Other short-term goals include:
• Enforcing terms of petroleum production-sharing contracts [PSCs];
• Reviewing the Petroleum (E&P) Act and formulating guidelines to provide for gas-sharing terms, compensation, windfall profits, royalties, corporate social responsibilities, terms of assignment and change of control, and transfer of PSCs to third parties by licensees;
• Developing a policy on the management of commercial petroleum discoveries; and
• Restructuring and enhancing the National Oil Company of Kenya’s (NOCK) financial capacity to conduct upstream business.
The Kenyan government said it will continue to promote, through funding, petroleum exploration activities and support private and public investments and adopt the Extractive Industries Transparency Initiative (EITI) Treaty to enhance transparency among others, according to the bill’s petroleum exploration policy section.
In the long term, 2012 to 2030, the bill said Kenya will intensify petroleum E&P activities as well as develop and utilize local content capacity.
Oil and gas experts said this means Kenyan nationals could participate in upstream operations as operators, joint venture partners, or both. But developing local content capacity is a challenge because Kenya lacks adequate and well trained manpower in the oil industry.
The Ministry of Energy said it is working to support upstream activities, beginning with the recruitment of people with bachelor degrees in civil, mining, and mechanical engineering to be trained at graduate levels.
The revised petroleum act also aims to ensure that oil revenue is equitably shared between the national government, county government, and communities where oil is found in a fair share formula. “This is important to avoid unrest, militancy, attacks, and destruction of oil infrastructure and disruption in oil production as seen in Nigeria, where communities in which oil is produced constantly agitate for a fair share of oil resources,” the Lagos oil expert added.
In addition, the act also lists new guidelines on natural gas exploitation, which is not adequately covered in the existing legislation, and proposes a clear delineation of roles in policymaking for the upstream, midstream, and downstream sectors.
“We want to ensure that the law is thorough, it is all-encompassing, and there are no areas that would be left out,” Kenya’s Energy and Petroleum Principal Secretary Joseph Njoroge said.
“Until recently, Kenya had no known commercial reserves of petroleum. However, in January 2012, Tullow Oil, an OIEP, spudded [the] Ngamia I well located [in the] Lockichar area within Tarkana County,” the draft energy policy said. “By May 2012, Tullow Oil had discovered crude oil with a total pay zone of 100 m (328 ft) between depths of 850 m (2,789 ft) to 1,515 m (4,970 ft).”
Oil reserves in the Lockichar area are estimated at nearly 368 MMbbl, Africa Oil CEO Keith Hill said in a Sept. 5 article published in Kenya’s Daily Nation. These volumes exceeded the maximum for “commercial development,” he said, projecting the area could have more than 1 Bbbl. Africa Oil has been exploring the area with Tullow Oil.

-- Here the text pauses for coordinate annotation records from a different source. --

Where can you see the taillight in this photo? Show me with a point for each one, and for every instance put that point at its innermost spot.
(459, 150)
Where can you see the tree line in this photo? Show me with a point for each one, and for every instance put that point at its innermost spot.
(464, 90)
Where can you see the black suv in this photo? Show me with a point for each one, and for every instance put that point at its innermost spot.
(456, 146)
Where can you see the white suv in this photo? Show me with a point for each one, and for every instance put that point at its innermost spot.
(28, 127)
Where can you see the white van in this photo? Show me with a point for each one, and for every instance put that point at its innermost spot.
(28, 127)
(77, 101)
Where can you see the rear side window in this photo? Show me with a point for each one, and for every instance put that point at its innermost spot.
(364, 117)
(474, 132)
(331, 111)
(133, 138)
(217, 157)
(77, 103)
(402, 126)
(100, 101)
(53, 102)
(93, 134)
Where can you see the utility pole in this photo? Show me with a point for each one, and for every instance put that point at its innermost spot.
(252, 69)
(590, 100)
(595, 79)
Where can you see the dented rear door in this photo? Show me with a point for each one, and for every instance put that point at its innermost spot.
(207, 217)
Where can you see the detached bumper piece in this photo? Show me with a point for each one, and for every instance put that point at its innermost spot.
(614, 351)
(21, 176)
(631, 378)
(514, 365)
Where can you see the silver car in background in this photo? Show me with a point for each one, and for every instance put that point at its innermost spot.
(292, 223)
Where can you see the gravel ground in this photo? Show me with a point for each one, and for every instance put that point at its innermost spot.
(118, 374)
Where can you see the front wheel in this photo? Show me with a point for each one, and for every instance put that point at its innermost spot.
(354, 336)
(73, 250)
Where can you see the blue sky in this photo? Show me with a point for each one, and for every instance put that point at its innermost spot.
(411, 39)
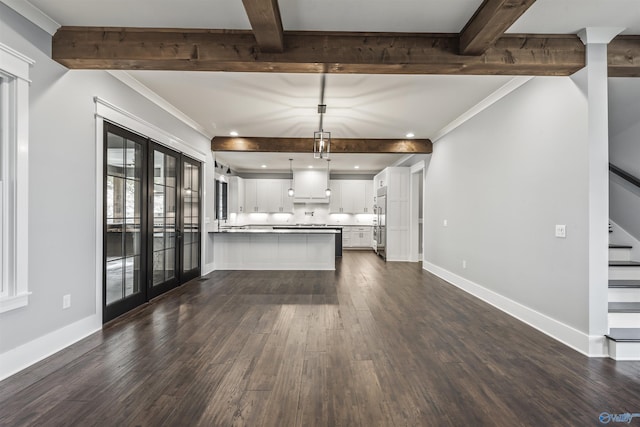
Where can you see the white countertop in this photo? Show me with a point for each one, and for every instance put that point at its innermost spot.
(277, 231)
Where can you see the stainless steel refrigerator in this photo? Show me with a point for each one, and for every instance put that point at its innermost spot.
(381, 223)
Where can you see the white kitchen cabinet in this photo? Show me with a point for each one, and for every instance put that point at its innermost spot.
(310, 186)
(351, 196)
(236, 194)
(357, 237)
(335, 201)
(369, 197)
(267, 195)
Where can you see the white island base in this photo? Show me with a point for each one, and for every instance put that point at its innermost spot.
(274, 250)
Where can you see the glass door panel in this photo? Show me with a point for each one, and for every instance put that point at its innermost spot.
(124, 213)
(163, 247)
(152, 200)
(190, 219)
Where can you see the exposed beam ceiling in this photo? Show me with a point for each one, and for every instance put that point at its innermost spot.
(368, 53)
(264, 16)
(305, 145)
(489, 23)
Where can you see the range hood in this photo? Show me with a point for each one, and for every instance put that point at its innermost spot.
(310, 186)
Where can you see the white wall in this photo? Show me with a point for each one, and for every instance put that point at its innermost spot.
(502, 181)
(62, 193)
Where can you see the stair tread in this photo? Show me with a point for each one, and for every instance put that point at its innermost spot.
(624, 334)
(620, 247)
(624, 283)
(624, 307)
(624, 264)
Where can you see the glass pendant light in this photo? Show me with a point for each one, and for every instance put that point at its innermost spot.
(327, 192)
(291, 192)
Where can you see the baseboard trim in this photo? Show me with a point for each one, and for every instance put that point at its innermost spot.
(19, 358)
(208, 268)
(591, 346)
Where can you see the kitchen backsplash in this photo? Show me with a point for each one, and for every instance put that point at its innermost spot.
(302, 214)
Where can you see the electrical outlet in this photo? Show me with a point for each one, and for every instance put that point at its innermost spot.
(561, 230)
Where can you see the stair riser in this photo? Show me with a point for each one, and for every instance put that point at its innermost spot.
(624, 320)
(619, 254)
(624, 350)
(624, 295)
(624, 273)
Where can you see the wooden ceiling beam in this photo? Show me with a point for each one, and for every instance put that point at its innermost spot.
(312, 52)
(264, 16)
(489, 23)
(624, 56)
(305, 145)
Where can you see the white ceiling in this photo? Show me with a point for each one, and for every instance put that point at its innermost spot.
(285, 105)
(570, 16)
(242, 163)
(358, 106)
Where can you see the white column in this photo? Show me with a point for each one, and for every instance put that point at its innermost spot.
(596, 40)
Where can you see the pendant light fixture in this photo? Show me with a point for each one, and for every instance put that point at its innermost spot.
(327, 192)
(291, 192)
(321, 139)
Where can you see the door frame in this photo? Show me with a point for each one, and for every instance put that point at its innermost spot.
(107, 112)
(418, 171)
(128, 303)
(158, 290)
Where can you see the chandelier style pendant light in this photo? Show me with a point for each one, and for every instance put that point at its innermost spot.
(321, 139)
(327, 192)
(290, 192)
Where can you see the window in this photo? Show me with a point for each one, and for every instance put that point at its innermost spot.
(14, 174)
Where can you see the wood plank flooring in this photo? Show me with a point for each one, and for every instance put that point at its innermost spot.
(371, 344)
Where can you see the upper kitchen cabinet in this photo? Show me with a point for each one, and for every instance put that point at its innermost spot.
(267, 195)
(310, 186)
(236, 195)
(351, 196)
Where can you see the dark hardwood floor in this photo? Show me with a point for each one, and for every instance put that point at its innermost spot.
(371, 344)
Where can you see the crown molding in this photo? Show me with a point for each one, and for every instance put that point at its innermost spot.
(33, 14)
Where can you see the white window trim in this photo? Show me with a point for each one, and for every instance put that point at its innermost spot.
(14, 140)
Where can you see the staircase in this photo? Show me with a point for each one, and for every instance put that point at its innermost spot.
(624, 304)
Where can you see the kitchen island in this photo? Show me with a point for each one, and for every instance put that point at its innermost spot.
(274, 249)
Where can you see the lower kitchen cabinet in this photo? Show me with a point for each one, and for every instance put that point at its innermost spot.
(357, 237)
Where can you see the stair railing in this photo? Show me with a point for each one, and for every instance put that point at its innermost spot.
(624, 175)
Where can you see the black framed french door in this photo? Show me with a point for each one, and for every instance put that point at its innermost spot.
(152, 199)
(190, 218)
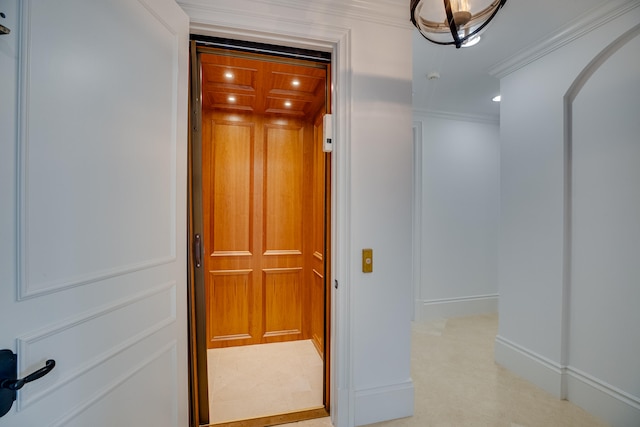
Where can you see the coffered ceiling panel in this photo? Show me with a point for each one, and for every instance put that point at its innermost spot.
(259, 84)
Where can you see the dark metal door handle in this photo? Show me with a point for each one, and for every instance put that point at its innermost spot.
(197, 249)
(9, 382)
(17, 384)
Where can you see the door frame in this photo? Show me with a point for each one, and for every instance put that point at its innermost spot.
(337, 41)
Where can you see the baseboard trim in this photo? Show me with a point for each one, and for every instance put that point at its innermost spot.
(614, 406)
(531, 366)
(383, 403)
(603, 400)
(447, 308)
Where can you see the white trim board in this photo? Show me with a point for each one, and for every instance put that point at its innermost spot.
(447, 308)
(377, 404)
(603, 400)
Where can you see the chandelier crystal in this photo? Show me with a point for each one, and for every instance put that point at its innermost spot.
(452, 22)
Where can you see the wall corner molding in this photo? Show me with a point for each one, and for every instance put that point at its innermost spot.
(446, 308)
(575, 29)
(475, 118)
(384, 12)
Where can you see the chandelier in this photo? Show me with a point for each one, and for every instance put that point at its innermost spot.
(455, 22)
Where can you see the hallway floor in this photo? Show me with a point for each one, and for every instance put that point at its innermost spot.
(458, 384)
(264, 379)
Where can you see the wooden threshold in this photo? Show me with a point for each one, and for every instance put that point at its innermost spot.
(273, 420)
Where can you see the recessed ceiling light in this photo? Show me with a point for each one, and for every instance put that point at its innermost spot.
(471, 42)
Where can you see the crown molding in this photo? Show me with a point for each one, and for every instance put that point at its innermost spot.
(387, 12)
(447, 115)
(575, 29)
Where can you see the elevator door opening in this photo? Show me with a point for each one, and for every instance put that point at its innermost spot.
(263, 189)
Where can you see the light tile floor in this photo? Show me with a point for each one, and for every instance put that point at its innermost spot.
(458, 384)
(264, 379)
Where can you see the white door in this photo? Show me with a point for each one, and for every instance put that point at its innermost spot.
(93, 111)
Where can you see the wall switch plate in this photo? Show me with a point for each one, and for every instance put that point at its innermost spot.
(367, 260)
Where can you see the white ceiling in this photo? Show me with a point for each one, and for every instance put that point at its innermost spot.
(465, 86)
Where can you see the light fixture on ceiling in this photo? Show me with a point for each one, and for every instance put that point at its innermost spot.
(453, 22)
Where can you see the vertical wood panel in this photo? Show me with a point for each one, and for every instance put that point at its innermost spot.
(283, 183)
(232, 186)
(317, 309)
(282, 302)
(229, 293)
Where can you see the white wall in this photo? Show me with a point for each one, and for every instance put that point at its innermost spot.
(373, 162)
(569, 229)
(459, 218)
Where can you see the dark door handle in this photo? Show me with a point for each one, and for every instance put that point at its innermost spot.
(9, 382)
(197, 250)
(17, 384)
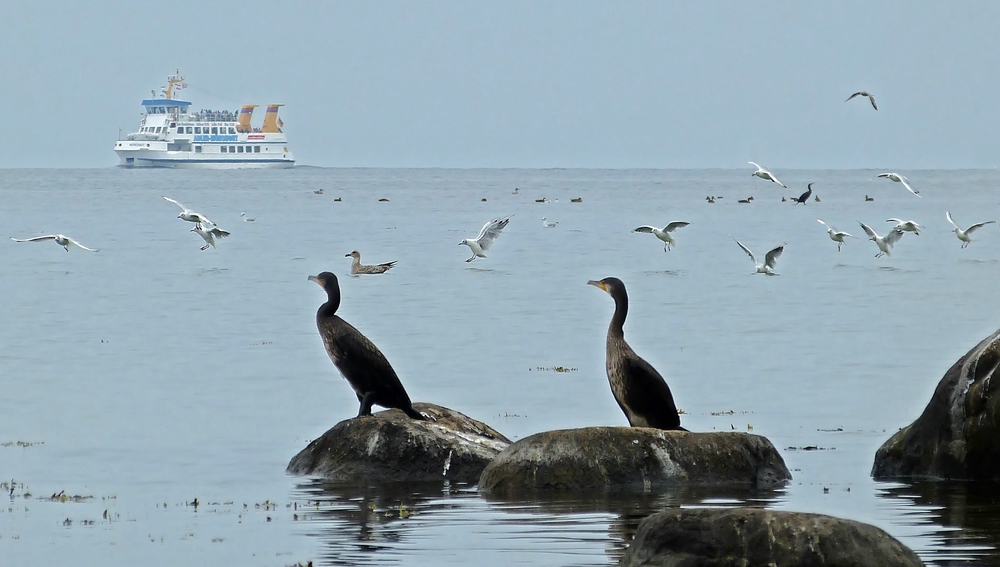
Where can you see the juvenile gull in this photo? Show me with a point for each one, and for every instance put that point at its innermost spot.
(963, 235)
(664, 233)
(61, 240)
(883, 243)
(209, 234)
(898, 179)
(765, 174)
(864, 93)
(358, 268)
(490, 231)
(770, 259)
(835, 235)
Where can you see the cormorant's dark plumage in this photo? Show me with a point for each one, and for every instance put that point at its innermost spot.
(638, 388)
(357, 358)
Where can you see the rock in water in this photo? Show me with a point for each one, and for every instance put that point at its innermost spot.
(388, 446)
(600, 458)
(958, 435)
(748, 536)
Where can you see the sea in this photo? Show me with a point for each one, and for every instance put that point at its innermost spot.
(153, 393)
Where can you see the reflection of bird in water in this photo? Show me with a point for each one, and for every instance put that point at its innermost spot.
(638, 388)
(663, 233)
(883, 243)
(61, 240)
(490, 231)
(835, 235)
(358, 268)
(358, 359)
(770, 259)
(963, 235)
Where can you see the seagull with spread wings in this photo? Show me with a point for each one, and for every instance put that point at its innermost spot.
(61, 240)
(770, 259)
(963, 235)
(663, 233)
(490, 231)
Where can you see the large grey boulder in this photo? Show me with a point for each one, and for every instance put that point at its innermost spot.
(748, 536)
(388, 446)
(631, 458)
(958, 435)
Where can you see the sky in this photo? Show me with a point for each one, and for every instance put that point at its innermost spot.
(533, 84)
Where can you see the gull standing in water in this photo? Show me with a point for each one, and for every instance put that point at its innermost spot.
(770, 259)
(898, 179)
(883, 243)
(765, 174)
(963, 235)
(664, 233)
(358, 268)
(209, 234)
(864, 93)
(61, 240)
(907, 226)
(490, 231)
(835, 235)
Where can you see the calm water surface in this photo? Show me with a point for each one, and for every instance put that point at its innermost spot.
(152, 374)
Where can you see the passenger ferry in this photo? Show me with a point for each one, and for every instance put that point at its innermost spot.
(172, 136)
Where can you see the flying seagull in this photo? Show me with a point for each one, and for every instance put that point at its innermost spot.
(883, 243)
(189, 215)
(664, 233)
(770, 259)
(61, 240)
(835, 235)
(209, 234)
(907, 226)
(765, 174)
(898, 179)
(864, 93)
(480, 244)
(963, 235)
(803, 197)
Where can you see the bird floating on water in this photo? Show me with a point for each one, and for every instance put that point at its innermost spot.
(963, 235)
(907, 226)
(864, 93)
(189, 215)
(490, 231)
(663, 233)
(765, 174)
(898, 179)
(884, 243)
(61, 240)
(835, 235)
(803, 198)
(358, 268)
(209, 233)
(641, 393)
(359, 361)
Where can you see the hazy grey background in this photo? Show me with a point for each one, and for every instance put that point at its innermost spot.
(520, 84)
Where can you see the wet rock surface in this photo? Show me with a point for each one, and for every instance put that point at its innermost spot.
(388, 446)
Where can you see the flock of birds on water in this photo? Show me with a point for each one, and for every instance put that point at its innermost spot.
(641, 392)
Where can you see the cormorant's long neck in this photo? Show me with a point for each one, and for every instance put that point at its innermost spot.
(329, 308)
(618, 319)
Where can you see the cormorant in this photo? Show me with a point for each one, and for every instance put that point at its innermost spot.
(357, 358)
(638, 388)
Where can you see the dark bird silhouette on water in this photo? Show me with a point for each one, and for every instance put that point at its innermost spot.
(357, 358)
(803, 197)
(638, 388)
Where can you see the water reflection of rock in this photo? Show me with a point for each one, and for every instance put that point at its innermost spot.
(973, 507)
(628, 508)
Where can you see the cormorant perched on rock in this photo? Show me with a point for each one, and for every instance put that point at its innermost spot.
(357, 358)
(638, 388)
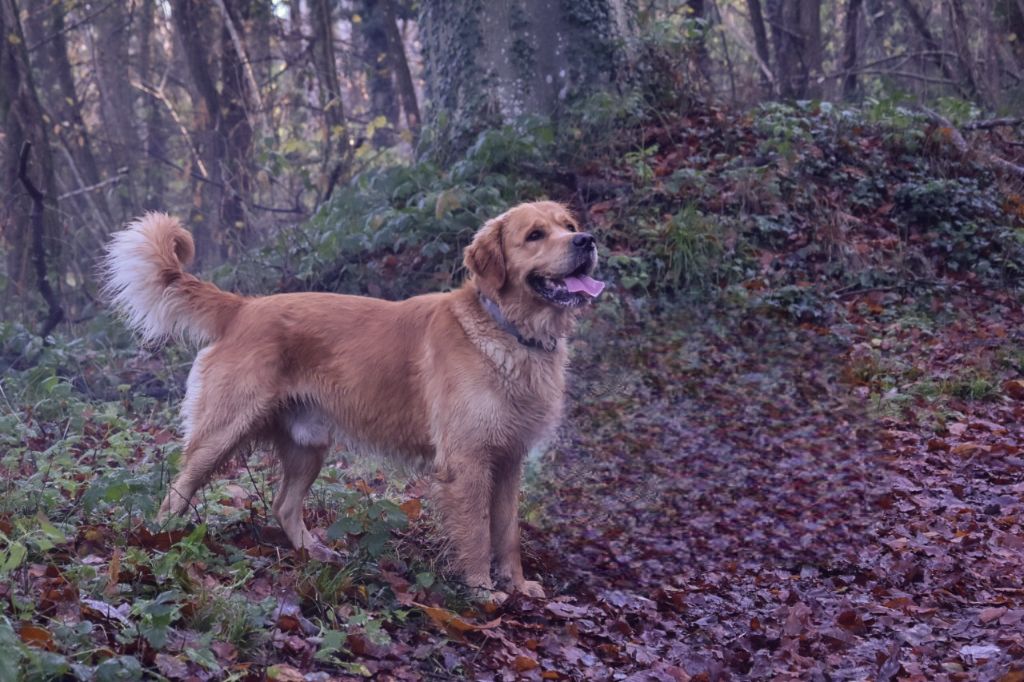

As of May 2012, 30 out of 46 blocks had been licensed to 14 exploration companies which are conducting exploration activities, according to the draft. Of the 16 remaining blocks, 13 have expressions of interests from nine companies.
The entry of major foreign oil companies such as Anadarko, BG Group, Total, Tullow Oil, Africa Oil, Ophir, and Apache has been a major boost for Kenya’s petroleum exploration activities, the draft said.
“Further petroleum exploration is being undertaken both onshore and offshore in the country’s four major sedimentary basins at Lamu, Mandera, Anza, and Tertiary Rift with a view to discovering commercially viable deposits,” the draft said.